The US Department of Agriculture in its latest update from October put world wheat ending stocks at 277 million tons compared with 321 million tons a year ago. The next update from the USDA will be released on November 9 and prior to that the UN FAO will publish its monthly food price index this Thursday. The index which comprises 95 price quotes across five different categories from vegetable oils, cereals, sugar to dairy and meat reached a ten-year high in September, representing a year-on-year increase of 32.7%.

Adding to the current unease about the prospect for the winter and spring production of wheat and other key crops, has been the recent surge in the cost of fertilizer. The market has been hit hard by the natural gas crunch which in Europe has forced a number of nitrogen-fertilizer plants to halt or reduce production. A gauge of western European prices for ammonia, used to make nitrogen fertilizer, has recently surged to a 13-year high above $900/tons, close to triple the average price seen during the previous five years. These developments raising the risk for either a lower usage of fertilizer or a switch to less fertilizer intensive crops.
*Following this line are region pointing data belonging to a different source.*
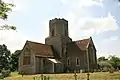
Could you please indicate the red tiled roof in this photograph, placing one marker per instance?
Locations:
(82, 44)
(40, 49)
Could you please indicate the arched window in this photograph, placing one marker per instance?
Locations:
(77, 62)
(53, 34)
(68, 61)
(26, 57)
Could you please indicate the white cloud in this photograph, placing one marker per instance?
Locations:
(81, 21)
(81, 3)
(19, 4)
(98, 25)
(112, 38)
(14, 40)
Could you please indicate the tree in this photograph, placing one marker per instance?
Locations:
(5, 8)
(14, 60)
(4, 57)
(102, 58)
(115, 61)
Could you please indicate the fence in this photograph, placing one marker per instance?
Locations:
(61, 77)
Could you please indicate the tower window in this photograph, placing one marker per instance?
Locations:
(68, 61)
(26, 58)
(53, 32)
(77, 62)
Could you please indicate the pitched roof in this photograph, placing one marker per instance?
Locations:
(17, 52)
(40, 49)
(83, 44)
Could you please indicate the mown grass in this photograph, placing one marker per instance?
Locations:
(80, 76)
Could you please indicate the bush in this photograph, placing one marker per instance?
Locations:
(5, 73)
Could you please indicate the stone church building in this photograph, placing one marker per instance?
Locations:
(59, 54)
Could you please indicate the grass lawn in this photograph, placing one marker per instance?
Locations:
(80, 76)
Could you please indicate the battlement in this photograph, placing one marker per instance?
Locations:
(58, 20)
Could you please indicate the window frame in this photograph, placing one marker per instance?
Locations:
(26, 55)
(77, 61)
(68, 61)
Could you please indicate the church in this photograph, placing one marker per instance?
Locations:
(59, 54)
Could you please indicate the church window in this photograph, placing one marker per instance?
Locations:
(53, 34)
(77, 62)
(68, 61)
(26, 58)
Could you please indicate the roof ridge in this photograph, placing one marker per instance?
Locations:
(81, 39)
(36, 42)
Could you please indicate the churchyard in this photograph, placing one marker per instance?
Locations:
(80, 76)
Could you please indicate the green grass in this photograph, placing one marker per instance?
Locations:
(80, 76)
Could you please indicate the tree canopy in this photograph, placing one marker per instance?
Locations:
(4, 57)
(5, 9)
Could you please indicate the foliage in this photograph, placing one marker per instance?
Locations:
(115, 61)
(81, 76)
(4, 57)
(5, 8)
(104, 64)
(111, 61)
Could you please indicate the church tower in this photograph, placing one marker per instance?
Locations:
(58, 36)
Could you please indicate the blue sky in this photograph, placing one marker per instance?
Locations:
(97, 18)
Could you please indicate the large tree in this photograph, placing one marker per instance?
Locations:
(4, 57)
(115, 61)
(5, 9)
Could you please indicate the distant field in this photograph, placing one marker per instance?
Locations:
(80, 76)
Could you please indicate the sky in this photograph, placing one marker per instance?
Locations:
(99, 19)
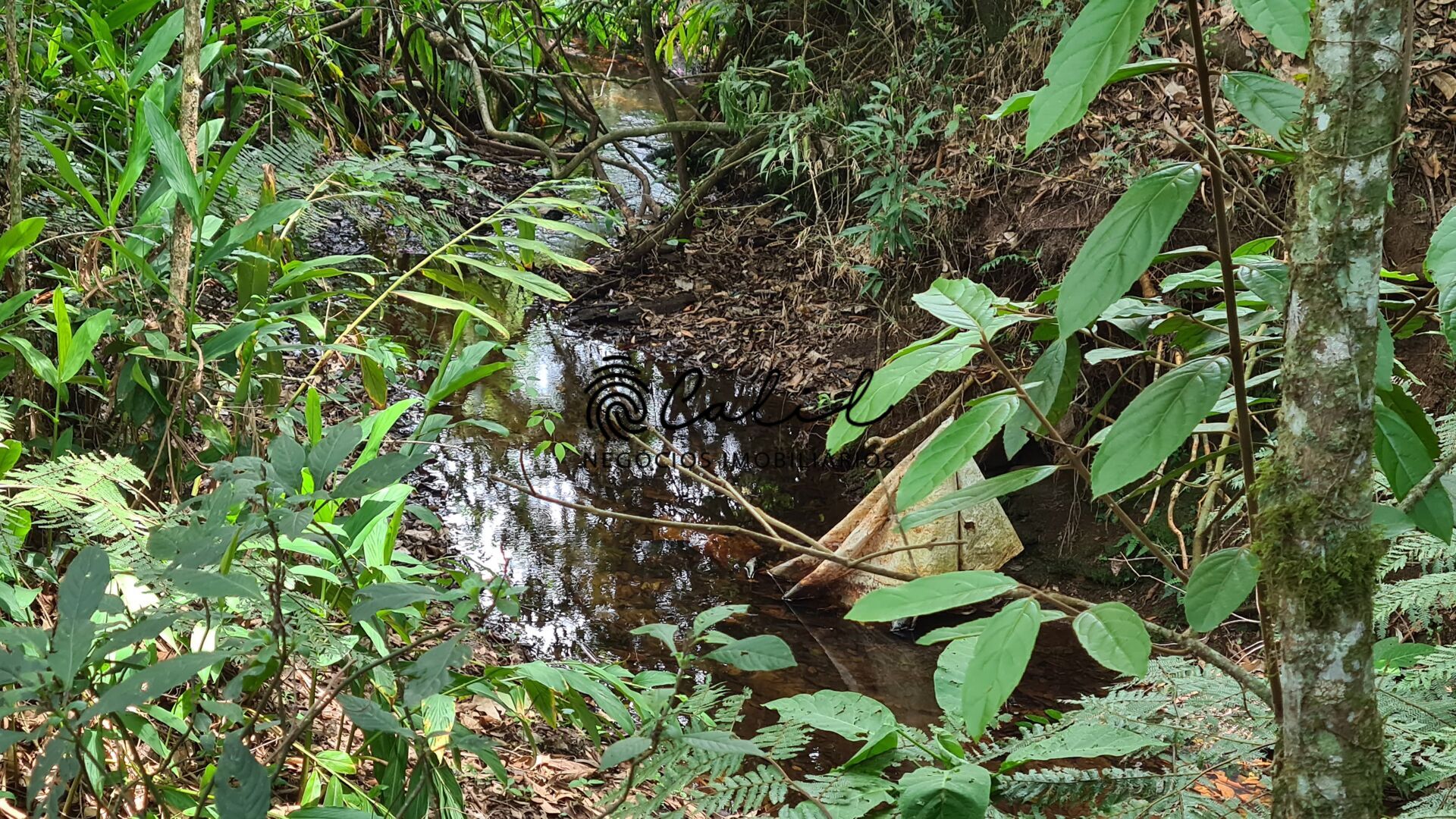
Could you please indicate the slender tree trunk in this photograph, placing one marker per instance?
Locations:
(1316, 541)
(187, 129)
(666, 95)
(15, 279)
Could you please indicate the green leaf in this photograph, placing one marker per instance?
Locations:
(1285, 22)
(20, 237)
(152, 682)
(758, 653)
(960, 302)
(1267, 102)
(666, 632)
(447, 303)
(259, 222)
(1082, 741)
(378, 474)
(1114, 635)
(215, 585)
(1044, 379)
(172, 156)
(83, 343)
(721, 742)
(1125, 243)
(430, 673)
(976, 494)
(893, 382)
(929, 595)
(83, 586)
(623, 749)
(332, 449)
(1440, 264)
(1219, 586)
(1156, 423)
(523, 279)
(158, 46)
(1398, 400)
(242, 784)
(1019, 102)
(965, 632)
(963, 792)
(391, 596)
(952, 447)
(313, 416)
(998, 664)
(1391, 653)
(845, 713)
(712, 617)
(1404, 461)
(1092, 49)
(370, 717)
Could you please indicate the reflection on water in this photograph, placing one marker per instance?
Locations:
(592, 580)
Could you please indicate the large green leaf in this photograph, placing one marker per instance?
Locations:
(971, 629)
(758, 653)
(20, 237)
(962, 303)
(372, 717)
(83, 343)
(845, 713)
(152, 682)
(77, 599)
(1082, 741)
(1156, 423)
(1440, 265)
(1218, 586)
(623, 749)
(721, 742)
(1090, 53)
(1125, 243)
(1405, 461)
(158, 46)
(1285, 22)
(1043, 384)
(243, 786)
(976, 494)
(172, 156)
(946, 793)
(447, 303)
(929, 595)
(952, 447)
(1267, 102)
(430, 673)
(1021, 101)
(998, 664)
(389, 596)
(893, 382)
(1114, 635)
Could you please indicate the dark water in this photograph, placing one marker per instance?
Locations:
(592, 580)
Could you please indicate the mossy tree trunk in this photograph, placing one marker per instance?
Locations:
(188, 102)
(15, 280)
(1315, 534)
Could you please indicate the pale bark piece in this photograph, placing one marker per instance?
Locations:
(981, 538)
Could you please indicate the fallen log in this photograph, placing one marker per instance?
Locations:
(977, 538)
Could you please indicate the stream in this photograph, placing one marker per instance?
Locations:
(590, 580)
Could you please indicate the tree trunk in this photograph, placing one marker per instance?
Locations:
(1315, 537)
(15, 279)
(187, 129)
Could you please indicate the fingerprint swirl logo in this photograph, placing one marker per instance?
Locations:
(617, 398)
With buyers increasingly competing for supplies the market will look for some relief from the upcoming in harvests in Argentina and Australia, taking place from now until January. The outlook for production in both countries look promising with the Argentine crop expected to reach 19.8 million tons (Source: Buenos Aires Grains Exchange) and 32.6 million tons in Australia (Source: Abares), with is just 2% below last season’s record output.